Quando
tinha dezassete anos acabadinhos de fazer submeti-me a provas de admissão profissional.
As provas escritas não ofereciam dificuldade e o maior susto veio-me do exame
de matemática quando o garoto da frente se virou de súbito e me surripiou a
prova. À porta, num antecedente de nervos, tínhamo-nos entretido a gastar
conversa, eu reconhecendo a constante nulidade na disciplina, e ele na firmeza
convicta do seu valor e a prometer desviar-se
para me deixar copiar, coisa que não fez. Em vista do inesperado volte face, caiu-me
o coração aos pés. Obrigada a uma mudez petrificada, julguei que ia ser expulsa
do exame, que o professor tinha visto, que aquele estouvado esmagava de uma
penada o sonho da minha curta vida. Antevi o desgosto de minha mãe. Terei mudado
de cor, toda tremeliques e de olhos esparvecidos. Mas, com igual presteza, a prova foi
devolvida. Portanto, fui admitida a prova oral. Um suplício. Mas, bem o sabia, não
havia dispensas.
Ora,
na prova de História o professor – o mesmo que
vigiara o exame de matemática – perguntou-me a dada altura, olhos sérios por detrás das
grades dos óculos, quando foi implantada a república. Respondi apenas, cinco de
Outubro. Ele e eu a querermos saber de que ano. Mas, se ele sabia – e sabia –,
eu não fazia ideia. Então o senhor, assim meio trocista, comentou que a juventude
se desligava das datas importantes e fundamentais, mas sabia de modernices que
não tinham qualquer interesse. E eu muito séria e outra vez a pensar, vou
chumbar, vou chumbar, o meu pai dá-me uma sova e manda-me para a costura. E, em
simultâneo, a interrogar-me, mas de que modernices estará ele a
falar, talvez seja do uso da mini saia ou assim. Então, o professor precisou:
se eu lhe perguntar qual o título desse filme
desmiolado que está em cartaz, sabe. E desfechou, vocês sabem todos o
mesmo. E eu que só tinha visto dois filmes na vida, “O leão de Tebas” e “Tintim
e o mistério das laranjas azuis”, pensei que aquele senhor estava a anos luz da
minha condição. Porque eu não sabia em que rua ficava o cinema, ou o nome que
tinha. Portanto, sem lhe desvendar a extensão da minha ignorância, confessei a culpa, desconhecia o nome do filme. E ele incrédulo,
não sabe?! Eu, que não. Mas sabe o nome dos actores, a história, e já o viu. E
eu a negar, sem ideia de nada, excepto, vou chumbar, vou chumbar. Mas o senhor –
director da escola – queria instruir-me e, em simultâneo, pregar-me um sermão.

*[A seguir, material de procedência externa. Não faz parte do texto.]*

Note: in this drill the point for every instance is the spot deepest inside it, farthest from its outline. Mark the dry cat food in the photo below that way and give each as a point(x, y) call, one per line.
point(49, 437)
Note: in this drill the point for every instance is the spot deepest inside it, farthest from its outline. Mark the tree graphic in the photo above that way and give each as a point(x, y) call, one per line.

Que o filme se chamava Love Story e os personagens eram Ryan O’Neil e Ali
MacGraw e que era uma coisa nojenta e aberrante e cenas na neve de um por cima
do outro, porcas pois claro, e não sei quê que eram só maus exemplos, que não
deixara as filhas ver. E para finalizar, a tirar e pôr os óculos, num impasse, o
que hei-de fazer consigo que nem sabe da história antiga nem da moderna, não
sabe nada, a menina anda no mundo mas não se situa. E eu desimportada de não me
situar, numa aflição acutângula, chumba-me de certeza. Mas no interior
de mim, uma vozinha, então como é que ele sabe tantas cenas do filme se diz que
não viu ...
E
uma noite destas aparece-me o Título, “Love Story”. Decido, vou ver o filme. É tempo de saber o que tanto chocou o meu director.